Che la teoria del “meno peggio” sia una vera sifilide in seno ai movimenti di “sinistra” è dimostrato anche dal documento prodotto da Lutte Ouvrière dopo il primo turno elettorale.

Gran parte di esso è una dura filippica contro il Front National, ovviamente qualificato come “fascista”, ma manca al riguardo un minimo di analisi: perché i lavoratori votano il Front National? Che cosa può fare Lutte Ouvrière, che si definisce comunista, rivoluzionaria, trotskista, per attirare a sé i lavoratori? Su questi punti fondamentali solo silenzio... Poca parte del documento è invece dedicata a Macron , su cui ovviamente Lutte Ouvrière è molto critica.

Illuminante è poi la dichiarazione della candidata di Lutte Ouvrière, Nathalie Arthaud, al primo turno elettorale: lei non avrebbe votato Macron al secondo turno, ma, NON ESSENDO PADRONA(!!!) DEI VOTI ottenuti (tra l'altro, lo 0.6%!!!), ogni elettore di Lutte Ouvrière avrebbe avuto ... libertà di coscienza.... coscienza sulla quale però avrebbe giganteggiato lo spettro della Le Pen e quindi...

Siamo ad una forma mascherata e , se vogliamo, ancor meno dignitosa, di applicazione della”teoria del male minore”...

Noi siamo astensionisti per le ragioni che sono delineate nei nostri testi teorici.

Comunque, noi diciamo che una forza rivoluzionaria comunista, che si sia presentata alle elezioni,

deve pretendere che i voti raccolti siano fatti confluire attorno ad un proprio programma e ad una propria organizzazione e quindi, ai suoi elettori, deve dire: “Se ci avete votato, se condividete la nostra linea, dovete STARE SULLA NOSTRA LINEA,CIOE' NE' CON UN CANDIDATO BORGHESE NE' CON L'ALTRO, MA SU UNA LINEA DI INDIPENDENZA DI CLASSE”.

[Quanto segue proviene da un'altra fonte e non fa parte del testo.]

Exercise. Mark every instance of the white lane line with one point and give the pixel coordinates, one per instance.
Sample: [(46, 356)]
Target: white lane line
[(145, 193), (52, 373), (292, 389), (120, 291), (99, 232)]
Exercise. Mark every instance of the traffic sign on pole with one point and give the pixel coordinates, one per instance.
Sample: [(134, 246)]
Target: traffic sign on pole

Purtroppo questo sfugge anche a questi ultrarivoluzionari.

Lo stesso schema sta per ripetersi anche in Italia.

Su “Il Manifesto” ad esempio, pagine e pagine invocano la necessità della creazione di una “sinistra” “vera” (cioè alternativa a Renzi ed al renzismo) e “forte”, cioè in grado di superare la soglia di sbarramento del 5%: allora sarebbero possibili accordi con le altre forze borghesi in campo, a “sinistra”, con il PD o , addirittura, con il Movimento 5 Stelle.